Its work underpins key taxes, including:
- Council tax (for domestic properties)
- Business rates (for commercial property)
- Stamp duty land tax (SDLT)
- Property valuation for capital gains tax (CGT) and inheritance tax (IHT)
In addition to its tax-related work, the VOA plays a key role in non-tax valuation matters. For example, it provides valuations for Right to Buy discounts for council tenants, compensation assessments under compulsory purchase orders, and rental valuations for housing benefit claims. These functions ensure the fair treatment of individuals and local authorities in situations involving government-supported property transactions or benefits.
Historically, the VOA has operated with a degree of independence, with its valuations forming the basis of taxation assessments that HMRC relies on — but does not directly control.
Why the change?
The integration of the VOA into HMRC is part of a wider government initiative to streamline operations, improve data sharing, and enhance enforcement capabilities.

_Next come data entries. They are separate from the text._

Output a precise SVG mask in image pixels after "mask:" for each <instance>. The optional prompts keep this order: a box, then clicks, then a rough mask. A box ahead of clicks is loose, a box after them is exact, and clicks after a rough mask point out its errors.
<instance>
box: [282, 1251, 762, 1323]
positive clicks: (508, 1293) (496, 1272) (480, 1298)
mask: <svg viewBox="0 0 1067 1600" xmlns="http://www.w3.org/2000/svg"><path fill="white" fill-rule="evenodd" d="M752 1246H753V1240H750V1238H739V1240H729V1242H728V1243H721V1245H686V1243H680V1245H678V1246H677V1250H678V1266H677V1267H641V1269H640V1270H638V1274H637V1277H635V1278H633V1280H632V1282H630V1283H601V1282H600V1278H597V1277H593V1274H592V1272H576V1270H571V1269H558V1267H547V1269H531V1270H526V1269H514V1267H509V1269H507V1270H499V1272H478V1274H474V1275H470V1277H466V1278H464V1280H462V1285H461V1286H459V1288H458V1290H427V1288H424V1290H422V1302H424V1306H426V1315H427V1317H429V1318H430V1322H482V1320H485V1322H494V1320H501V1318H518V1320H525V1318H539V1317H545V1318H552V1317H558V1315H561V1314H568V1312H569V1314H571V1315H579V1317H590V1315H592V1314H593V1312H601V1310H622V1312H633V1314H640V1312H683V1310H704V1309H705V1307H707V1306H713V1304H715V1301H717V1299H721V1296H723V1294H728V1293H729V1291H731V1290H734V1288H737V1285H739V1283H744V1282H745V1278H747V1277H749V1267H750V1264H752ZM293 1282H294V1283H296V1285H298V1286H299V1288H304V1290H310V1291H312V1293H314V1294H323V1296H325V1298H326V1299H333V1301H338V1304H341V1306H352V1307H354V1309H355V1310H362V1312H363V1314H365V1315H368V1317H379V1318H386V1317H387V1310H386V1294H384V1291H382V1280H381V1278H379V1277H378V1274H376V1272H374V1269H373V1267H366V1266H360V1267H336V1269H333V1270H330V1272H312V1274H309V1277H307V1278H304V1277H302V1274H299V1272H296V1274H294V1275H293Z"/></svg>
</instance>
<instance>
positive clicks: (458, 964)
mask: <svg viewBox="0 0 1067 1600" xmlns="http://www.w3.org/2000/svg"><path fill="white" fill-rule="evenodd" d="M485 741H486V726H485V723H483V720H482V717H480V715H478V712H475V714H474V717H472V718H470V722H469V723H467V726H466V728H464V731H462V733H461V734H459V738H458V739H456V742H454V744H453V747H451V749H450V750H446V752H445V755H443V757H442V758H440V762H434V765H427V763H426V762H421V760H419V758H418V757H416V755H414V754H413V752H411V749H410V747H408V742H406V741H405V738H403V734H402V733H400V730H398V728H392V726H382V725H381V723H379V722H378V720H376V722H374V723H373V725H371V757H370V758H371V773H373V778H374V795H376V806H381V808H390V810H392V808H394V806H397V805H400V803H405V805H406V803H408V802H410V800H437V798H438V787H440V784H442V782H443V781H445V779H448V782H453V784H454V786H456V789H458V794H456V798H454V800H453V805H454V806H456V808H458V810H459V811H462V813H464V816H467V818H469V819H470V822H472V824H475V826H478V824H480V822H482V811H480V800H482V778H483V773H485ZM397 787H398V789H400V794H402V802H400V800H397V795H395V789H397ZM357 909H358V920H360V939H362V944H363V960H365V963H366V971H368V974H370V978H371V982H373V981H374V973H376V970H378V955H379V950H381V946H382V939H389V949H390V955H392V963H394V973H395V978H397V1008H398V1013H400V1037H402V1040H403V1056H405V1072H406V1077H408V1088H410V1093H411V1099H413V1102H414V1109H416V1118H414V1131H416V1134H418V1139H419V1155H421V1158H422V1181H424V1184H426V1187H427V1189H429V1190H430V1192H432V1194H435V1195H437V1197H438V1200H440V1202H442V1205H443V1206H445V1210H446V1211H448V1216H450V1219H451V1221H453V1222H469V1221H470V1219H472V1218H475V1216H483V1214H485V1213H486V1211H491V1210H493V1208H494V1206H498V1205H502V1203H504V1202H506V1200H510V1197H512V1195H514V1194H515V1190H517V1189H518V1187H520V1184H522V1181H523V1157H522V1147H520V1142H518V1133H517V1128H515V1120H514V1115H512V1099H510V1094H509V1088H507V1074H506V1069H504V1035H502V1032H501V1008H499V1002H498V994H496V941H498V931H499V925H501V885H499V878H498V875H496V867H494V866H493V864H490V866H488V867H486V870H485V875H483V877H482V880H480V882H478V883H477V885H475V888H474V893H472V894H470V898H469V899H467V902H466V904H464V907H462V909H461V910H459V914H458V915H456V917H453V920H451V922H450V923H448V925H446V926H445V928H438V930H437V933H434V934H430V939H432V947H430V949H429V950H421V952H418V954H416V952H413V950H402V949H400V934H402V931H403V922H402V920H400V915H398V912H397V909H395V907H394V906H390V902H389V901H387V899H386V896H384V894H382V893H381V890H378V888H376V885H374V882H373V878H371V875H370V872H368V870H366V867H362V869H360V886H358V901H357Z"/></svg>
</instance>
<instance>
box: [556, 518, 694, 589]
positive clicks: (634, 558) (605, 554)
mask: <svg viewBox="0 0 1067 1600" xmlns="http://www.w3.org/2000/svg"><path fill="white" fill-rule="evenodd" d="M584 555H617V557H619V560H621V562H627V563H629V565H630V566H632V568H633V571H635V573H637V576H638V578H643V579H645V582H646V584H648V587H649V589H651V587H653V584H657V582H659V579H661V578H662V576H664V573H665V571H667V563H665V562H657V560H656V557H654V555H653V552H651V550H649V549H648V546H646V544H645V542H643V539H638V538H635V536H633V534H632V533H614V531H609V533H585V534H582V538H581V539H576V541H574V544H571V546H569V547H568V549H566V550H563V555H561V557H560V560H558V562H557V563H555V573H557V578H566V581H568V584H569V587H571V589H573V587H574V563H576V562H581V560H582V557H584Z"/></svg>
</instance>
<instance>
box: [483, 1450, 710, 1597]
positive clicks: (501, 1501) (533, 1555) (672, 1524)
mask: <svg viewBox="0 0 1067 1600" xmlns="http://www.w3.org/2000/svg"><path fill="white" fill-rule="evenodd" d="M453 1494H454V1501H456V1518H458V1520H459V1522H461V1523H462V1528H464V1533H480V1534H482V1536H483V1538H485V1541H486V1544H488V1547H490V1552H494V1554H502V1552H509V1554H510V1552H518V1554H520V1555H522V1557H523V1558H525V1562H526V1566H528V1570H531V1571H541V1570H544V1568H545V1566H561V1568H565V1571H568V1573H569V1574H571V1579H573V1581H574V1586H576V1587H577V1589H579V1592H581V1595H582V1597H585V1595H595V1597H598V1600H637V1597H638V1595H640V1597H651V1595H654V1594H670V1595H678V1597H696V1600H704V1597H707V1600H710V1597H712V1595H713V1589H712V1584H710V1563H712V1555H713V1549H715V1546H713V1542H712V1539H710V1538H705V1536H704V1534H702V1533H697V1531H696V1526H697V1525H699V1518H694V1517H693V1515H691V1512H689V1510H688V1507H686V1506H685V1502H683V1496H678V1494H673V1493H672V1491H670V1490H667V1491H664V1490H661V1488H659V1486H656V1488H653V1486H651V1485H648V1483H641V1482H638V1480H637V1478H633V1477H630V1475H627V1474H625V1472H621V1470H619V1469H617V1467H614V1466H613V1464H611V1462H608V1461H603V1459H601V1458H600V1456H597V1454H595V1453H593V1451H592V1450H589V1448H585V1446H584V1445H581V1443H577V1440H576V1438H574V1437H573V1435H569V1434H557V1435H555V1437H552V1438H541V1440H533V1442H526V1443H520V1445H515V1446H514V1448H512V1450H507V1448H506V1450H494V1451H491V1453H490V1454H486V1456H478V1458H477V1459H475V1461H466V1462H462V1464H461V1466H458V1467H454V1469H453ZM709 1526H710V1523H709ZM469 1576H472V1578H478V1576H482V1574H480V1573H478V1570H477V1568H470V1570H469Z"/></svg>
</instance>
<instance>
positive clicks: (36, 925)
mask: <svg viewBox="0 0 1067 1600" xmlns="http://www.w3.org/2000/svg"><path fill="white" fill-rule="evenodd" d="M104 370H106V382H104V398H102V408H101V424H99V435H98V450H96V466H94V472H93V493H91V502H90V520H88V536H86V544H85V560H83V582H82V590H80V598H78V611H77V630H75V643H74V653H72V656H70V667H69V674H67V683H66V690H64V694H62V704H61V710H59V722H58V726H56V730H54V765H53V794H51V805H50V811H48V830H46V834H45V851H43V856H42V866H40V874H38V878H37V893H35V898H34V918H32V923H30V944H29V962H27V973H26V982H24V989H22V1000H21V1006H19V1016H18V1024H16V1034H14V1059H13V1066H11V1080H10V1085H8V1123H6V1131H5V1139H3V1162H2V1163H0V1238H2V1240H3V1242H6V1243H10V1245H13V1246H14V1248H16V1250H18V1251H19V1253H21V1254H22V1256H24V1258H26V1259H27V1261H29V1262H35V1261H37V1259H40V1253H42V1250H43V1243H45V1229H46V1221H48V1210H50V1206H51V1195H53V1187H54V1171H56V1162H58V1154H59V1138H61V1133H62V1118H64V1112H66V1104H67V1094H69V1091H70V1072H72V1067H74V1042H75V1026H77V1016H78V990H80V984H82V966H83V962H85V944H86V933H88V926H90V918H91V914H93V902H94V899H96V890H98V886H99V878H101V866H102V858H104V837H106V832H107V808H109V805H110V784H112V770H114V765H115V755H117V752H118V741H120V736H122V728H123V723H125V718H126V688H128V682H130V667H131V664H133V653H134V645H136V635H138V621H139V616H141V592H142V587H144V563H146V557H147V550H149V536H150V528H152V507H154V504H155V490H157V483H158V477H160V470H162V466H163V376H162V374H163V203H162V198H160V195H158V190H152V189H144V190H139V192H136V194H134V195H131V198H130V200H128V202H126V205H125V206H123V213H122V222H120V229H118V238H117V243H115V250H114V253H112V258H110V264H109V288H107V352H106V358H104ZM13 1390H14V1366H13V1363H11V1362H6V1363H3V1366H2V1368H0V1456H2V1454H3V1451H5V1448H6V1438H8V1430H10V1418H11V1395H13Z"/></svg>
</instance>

The aim is to create a more unified tax authority where valuation data, ownership records, and tax compliance information can be seamlessly combined.
Potential implications for property owners
The integration is expected to streamline the leadership structure, with most operational staff transferring into HMRC. As such, we do not anticipate any immediate disruption in how valuations are carried out. However, the CLA’s concern lies in the potential shift in attitude that may follow.
At present, the VOA operates with a degree of independence, and its valuations are generally viewed as impartial. Once its functions are absorbed into HMRC, an important question arises: will district valuers face pressure to adopt a more assertive or revenue-focused approach, especially given HMRC has dramatically increased the number of IHT investigations in recent years, with 3,961 cases being opened in the 12-month period ending 5 April 2025.
This cultural change would add to the uncertainty faced by businesses. Detailed plans of the transition, with adequate resourcing, would be needed to alleviate concerns within the industry, at a time when commercial property looks towards a business rates revaluation in 2026-27.
For landowners relying on agricultural property relief (APR) and business property relief (BPR), the accuracy and basis of valuations will become even more crucial as HMRC may become more inclined to challenge valuations particularly given the increased stakes under the proposed cap on IHT reliefs. This is likely if there is development value where IHT APR is claimed on let land, and BPR is not available to cover the increased value. It is also relevant for other business assets, include those of tenant farmers, as previous guidance from HMRC to use the book values for assets such as machinery and livestock for 100% BPR claims will no longer be relevant and a market value of these assets on the date of death will be needed.
A consolidated HMRC-VOA may have more capacity to challenge taxpayer valuations as a result of additional investment in compliance staff as announced in the budget last autumn. With enhanced data sharing within the enlarged department and the adoption of new technology, such as AI, HMRC is likely to have a greater ability and appetite to review land use and challenge relief claims, especially in cases with valuations near thresholds or involving subjective classification of land use (such as lifestyle farming or DIY livery operations). Landowners may therefore need to rely even more on their own professional advisers to challenge valuations in cases of dispute.
While the merger of departments itself may be presented as administrative move, it could serve as a stepping stone to broader policy reform. A consolidated valuation function within HMRC would provide the infrastructure to support future initiatives such as a land value tax or the abolition of the CGT uplift on death — both of which depend heavily on accurate, real-time land and property valuations.
Final thoughts
The absorption of the VOA into HMRC represents more than just a departmental merger. It signals a move toward a more data-driven, centralised enforcement approach — where valuation, tax compliance, and land use are increasingly inseparable. Staying proactive, well-advised, and good record keeping will be essential moving forward.